Jeep abarrotado com milhões de
impropriedades: tricô, crochê, panos de prato para fazer bainha,
computador para comunicação,
por onde andará o telefone fixo,
aquele dinossauro amável, que só
nos incomodava em casa? Substituído por este infernal celular.
Paulo Francis dizia que celular é
coisa para empregado, e custei
para entender. Claro, você se torna o pajem, a babá desse trinado.
Tem de ter espírito servil para
aguentar ser interrompido, invadido a toda hora, em qualquer lugar, por dá lá aquela palha.
Férias. Na serra, uma bebedeira
de cheiros diferentes, de cores, boleros e tangos no toca-fitas. Haja
reminiscências e memórias da juventude. "Todos dicen que es
mentira que te quiero", "tu me
acostumbraste", "Sutil!!!", os sentimentos dos 15 anos de idade tatuados na carne. Pra lá, vai-te,
Satanás.
A verdade que fica para trás
não é cômoda. O sequestro do
ônibus não pode sair de pauta.
Nunca. Fiquei intrigada com o fato de quase todos os cronistas de
todos os jornais estarem na TV
vendo a vida passar na hora do
drama. Os que não assistiram ao
vivo o balé macabro não entenderam direito, era só mais um crime, mais uma violência. Era preciso estar lá, ao vivo, com o nariz
na tela.
Para caber numa coluna de
gastronomia, é bom saber que
Geísa comia arroz, feijão e bife
quando acabava de dar aula,
mas gostava e esperava com ansiedade o dia da pizza. Macabéa
com pós-graduação na Rocinha
marcada para morrer.
E, sinal dos tempos, quando se
ouviu o tiro, o caso dado por encerrado, a criançada à volta correu para junto do ônibus, de bicicleta, de patins, a pé, rindo, alegres, para ver o bandido preso, caso corriqueiro e divertido.
E voltaram para trás, sérios, rápidos, com o rabo entre as pernas,
fim de brincadeira. Na cabeça, a
imagem da moça de tênis, carregada, os olhos abertos e velados,
os braços frouxos, o corpo largado, o jorro de sangue.

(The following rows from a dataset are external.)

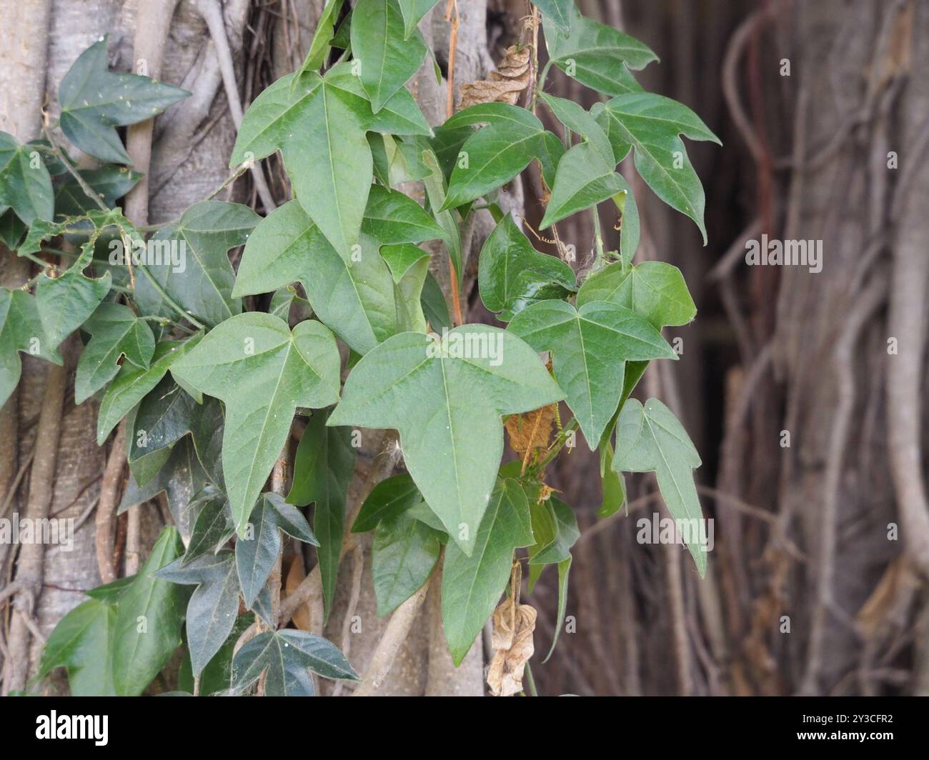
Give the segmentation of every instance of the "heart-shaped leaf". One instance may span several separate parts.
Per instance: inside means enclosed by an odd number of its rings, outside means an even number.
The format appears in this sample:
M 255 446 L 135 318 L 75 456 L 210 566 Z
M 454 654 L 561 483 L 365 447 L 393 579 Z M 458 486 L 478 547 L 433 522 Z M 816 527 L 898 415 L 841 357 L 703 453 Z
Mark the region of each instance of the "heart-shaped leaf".
M 223 474 L 242 535 L 296 407 L 320 409 L 338 399 L 335 339 L 312 320 L 292 332 L 270 314 L 240 314 L 215 327 L 171 372 L 226 404 Z
M 643 405 L 630 399 L 616 425 L 617 472 L 654 472 L 661 498 L 678 524 L 702 578 L 706 573 L 707 537 L 693 469 L 700 465 L 684 426 L 658 399 Z
M 20 382 L 20 351 L 61 363 L 61 355 L 46 337 L 35 299 L 22 290 L 0 288 L 0 406 Z
M 81 53 L 61 80 L 61 131 L 100 161 L 132 164 L 116 127 L 151 119 L 190 94 L 147 76 L 109 71 L 104 37 Z
M 520 311 L 509 329 L 535 350 L 552 352 L 555 376 L 592 450 L 616 413 L 626 362 L 677 359 L 647 320 L 607 301 L 580 309 L 543 301 Z
M 564 261 L 532 247 L 512 215 L 496 226 L 481 248 L 480 300 L 490 311 L 499 311 L 503 321 L 537 301 L 566 298 L 577 290 L 575 282 L 574 271 Z
M 503 454 L 501 415 L 562 398 L 529 346 L 471 324 L 441 341 L 402 333 L 369 351 L 328 424 L 397 429 L 424 498 L 470 556 Z

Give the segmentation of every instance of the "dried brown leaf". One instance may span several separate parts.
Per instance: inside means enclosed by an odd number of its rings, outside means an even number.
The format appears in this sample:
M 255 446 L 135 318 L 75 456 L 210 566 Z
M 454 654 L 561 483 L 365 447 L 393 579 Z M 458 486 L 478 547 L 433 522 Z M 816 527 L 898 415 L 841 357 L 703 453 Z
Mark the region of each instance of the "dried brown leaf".
M 530 68 L 529 47 L 508 47 L 497 71 L 491 72 L 487 79 L 462 85 L 458 110 L 478 103 L 509 103 L 515 106 L 520 94 L 529 86 Z

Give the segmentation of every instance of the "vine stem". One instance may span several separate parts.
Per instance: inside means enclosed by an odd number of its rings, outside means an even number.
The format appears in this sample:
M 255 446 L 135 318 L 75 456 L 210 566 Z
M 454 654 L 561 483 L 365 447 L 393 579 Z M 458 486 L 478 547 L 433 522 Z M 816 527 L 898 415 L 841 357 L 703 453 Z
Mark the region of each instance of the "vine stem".
M 556 457 L 560 453 L 561 450 L 565 448 L 565 444 L 568 443 L 569 439 L 570 439 L 571 433 L 577 430 L 579 426 L 577 417 L 572 417 L 571 420 L 561 429 L 561 432 L 558 434 L 558 438 L 548 449 L 548 452 L 545 456 L 532 468 L 533 473 L 538 474 L 542 472 L 552 463 L 555 457 Z
M 55 155 L 57 155 L 59 157 L 59 160 L 65 165 L 65 168 L 68 169 L 68 172 L 71 174 L 71 176 L 74 177 L 74 181 L 76 181 L 77 184 L 81 187 L 81 190 L 84 190 L 84 194 L 86 195 L 95 203 L 97 203 L 100 211 L 111 211 L 111 209 L 110 209 L 107 206 L 107 204 L 103 203 L 103 200 L 100 198 L 100 196 L 98 195 L 96 192 L 94 192 L 94 189 L 87 184 L 87 181 L 83 177 L 81 177 L 81 173 L 71 165 L 71 162 L 65 156 L 64 151 L 59 147 L 58 142 L 55 141 L 55 138 L 52 136 L 51 130 L 48 129 L 47 124 L 43 125 L 42 131 L 45 133 L 46 138 L 48 139 L 48 143 L 52 146 L 52 150 L 55 151 Z M 219 192 L 219 190 L 221 190 L 223 187 L 228 185 L 229 182 L 233 181 L 237 177 L 241 176 L 244 171 L 245 169 L 242 168 L 241 170 L 238 171 L 238 174 L 233 173 L 233 176 L 230 177 L 229 179 L 227 179 L 226 182 L 213 193 L 213 195 L 216 195 L 217 192 Z M 212 198 L 213 196 L 211 195 L 210 197 Z M 141 229 L 145 228 L 139 228 L 139 229 Z M 126 248 L 126 256 L 129 256 L 128 246 L 125 244 L 124 239 L 123 242 L 123 245 L 124 248 Z M 178 304 L 174 298 L 168 295 L 167 291 L 165 291 L 164 288 L 162 287 L 161 282 L 155 280 L 154 275 L 149 271 L 148 267 L 146 267 L 144 264 L 139 264 L 138 270 L 142 274 L 144 274 L 146 278 L 148 278 L 149 282 L 150 282 L 151 286 L 158 292 L 158 295 L 162 296 L 162 298 L 164 300 L 164 303 L 166 303 L 169 307 L 171 307 L 171 308 L 173 308 L 175 311 L 180 314 L 180 316 L 182 316 L 185 320 L 190 322 L 190 324 L 194 325 L 198 330 L 205 329 L 205 325 L 202 321 L 200 321 L 196 317 L 194 317 L 190 312 L 185 311 L 184 308 L 180 306 L 180 304 Z M 132 269 L 130 269 L 130 273 Z

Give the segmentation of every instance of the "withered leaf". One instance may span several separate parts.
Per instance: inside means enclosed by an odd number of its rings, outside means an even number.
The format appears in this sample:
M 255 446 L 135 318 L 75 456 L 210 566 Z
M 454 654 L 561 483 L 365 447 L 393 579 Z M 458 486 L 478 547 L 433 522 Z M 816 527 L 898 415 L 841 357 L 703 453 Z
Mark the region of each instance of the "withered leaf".
M 529 86 L 530 75 L 530 48 L 519 49 L 512 46 L 506 49 L 497 71 L 491 72 L 487 79 L 462 85 L 458 110 L 464 111 L 478 103 L 515 106 L 519 95 Z

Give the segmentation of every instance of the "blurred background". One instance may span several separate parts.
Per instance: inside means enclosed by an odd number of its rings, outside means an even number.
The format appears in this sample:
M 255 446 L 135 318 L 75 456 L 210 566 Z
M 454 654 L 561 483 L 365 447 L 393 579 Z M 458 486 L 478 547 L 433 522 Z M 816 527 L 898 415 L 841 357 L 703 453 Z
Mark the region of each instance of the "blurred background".
M 455 81 L 467 83 L 483 79 L 507 46 L 525 39 L 529 6 L 457 3 Z M 150 73 L 193 93 L 156 122 L 147 178 L 150 221 L 174 218 L 227 177 L 236 134 L 206 20 L 215 30 L 220 14 L 232 84 L 247 105 L 300 65 L 323 5 L 0 0 L 0 129 L 21 140 L 37 137 L 43 109 L 57 112 L 62 75 L 103 33 L 111 63 L 122 71 L 135 68 L 139 49 L 161 46 L 164 68 Z M 672 342 L 681 339 L 681 360 L 654 362 L 636 395 L 664 400 L 700 451 L 697 478 L 714 547 L 700 580 L 682 547 L 636 541 L 636 520 L 664 509 L 650 478 L 628 478 L 628 515 L 601 519 L 598 457 L 582 442 L 562 456 L 549 482 L 575 508 L 583 533 L 572 550 L 570 627 L 545 663 L 556 624 L 555 570 L 524 592 L 539 610 L 531 665 L 540 693 L 929 694 L 929 0 L 578 5 L 652 47 L 661 60 L 636 74 L 642 84 L 689 106 L 723 141 L 687 141 L 706 191 L 705 246 L 689 219 L 623 167 L 642 217 L 637 260 L 679 267 L 699 309 L 692 324 L 667 331 Z M 423 24 L 443 74 L 445 6 Z M 152 19 L 164 8 L 169 32 L 156 39 Z M 543 62 L 543 46 L 541 56 Z M 444 85 L 426 68 L 412 86 L 439 124 Z M 595 93 L 555 69 L 546 89 L 585 107 L 595 102 Z M 266 165 L 274 197 L 289 198 L 280 163 Z M 511 204 L 537 229 L 540 187 L 531 173 L 526 179 L 521 188 L 514 183 Z M 228 197 L 262 210 L 246 178 Z M 484 216 L 472 262 L 492 229 Z M 579 270 L 590 264 L 589 221 L 579 215 L 559 223 Z M 616 222 L 604 209 L 610 248 Z M 764 235 L 821 242 L 821 270 L 747 266 L 746 242 Z M 0 284 L 18 286 L 31 265 L 7 254 Z M 492 321 L 476 287 L 468 304 L 472 320 Z M 72 366 L 79 346 L 71 347 Z M 14 510 L 28 498 L 23 473 L 46 373 L 47 365 L 25 358 L 19 395 L 0 414 L 0 491 Z M 65 397 L 52 513 L 85 519 L 101 490 L 118 497 L 121 471 L 104 479 L 96 402 L 74 406 L 67 389 Z M 154 502 L 137 514 L 135 523 L 124 515 L 114 527 L 117 566 L 126 570 L 126 557 L 137 565 L 169 519 Z M 100 582 L 94 519 L 82 526 L 72 553 L 49 550 L 43 560 L 34 612 L 46 636 Z M 16 577 L 7 549 L 0 546 L 0 587 Z M 347 587 L 354 566 L 343 565 Z M 389 689 L 480 693 L 479 648 L 451 673 L 434 595 L 427 609 Z M 358 609 L 365 635 L 352 641 L 351 656 L 362 669 L 386 624 L 376 619 L 370 583 Z M 3 615 L 8 623 L 8 605 Z M 334 640 L 341 626 L 336 614 Z
M 577 632 L 535 665 L 540 690 L 929 693 L 929 3 L 579 6 L 650 46 L 661 62 L 645 87 L 723 140 L 687 143 L 705 247 L 635 186 L 637 259 L 679 267 L 699 309 L 668 331 L 681 360 L 653 362 L 637 395 L 664 400 L 700 452 L 715 547 L 700 581 L 685 551 L 635 541 L 635 520 L 659 510 L 650 478 L 627 480 L 628 518 L 601 520 L 598 458 L 582 444 L 562 457 L 553 484 L 583 530 Z M 594 102 L 560 72 L 552 88 Z M 526 206 L 538 221 L 538 200 Z M 571 221 L 562 238 L 589 250 Z M 821 241 L 821 271 L 747 266 L 763 234 Z M 537 652 L 556 583 L 548 571 L 530 596 Z

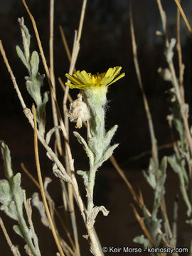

Mas estamos em férias. No banheiro do restaurante, na pia
trincada, a menina vomita a alma, o Dramin, a gravidez, a memória do que pensou que era
amor, alheia ao mundo em volta.
Vômito que vem do umbigo,
olheiras mortiças, espinhas na pele de um moreno muito pálido.
O restaurante é o mesmo de
sempre. Sobre o caixa, um anúncio de Chicabom 500: "Essa marca faz parte de sua história
-www.kibon.com.br". Comprimidos nas prateleiras, os doces
dos quais se lembrarão nossos netos. Ping-pong, Bubbaloo, Fleis,
Halls, Milky Way, Chokito, Kinder Bueno e uma paçoquinha desavergonhada.
O encarregado vem de lá de
dentro intrigado com minha curiosidade, quer vender uma bala.
Disfarço e passo para os cigarros:
Derby, Dallas, Shelton, Hollywood, Free, Galaxy, Marlboro.
Vamos ao cafezinho. De máquina ou passado no coador? Ugh,
fraco de coador, não. Covardemente escolhemos o de máquina.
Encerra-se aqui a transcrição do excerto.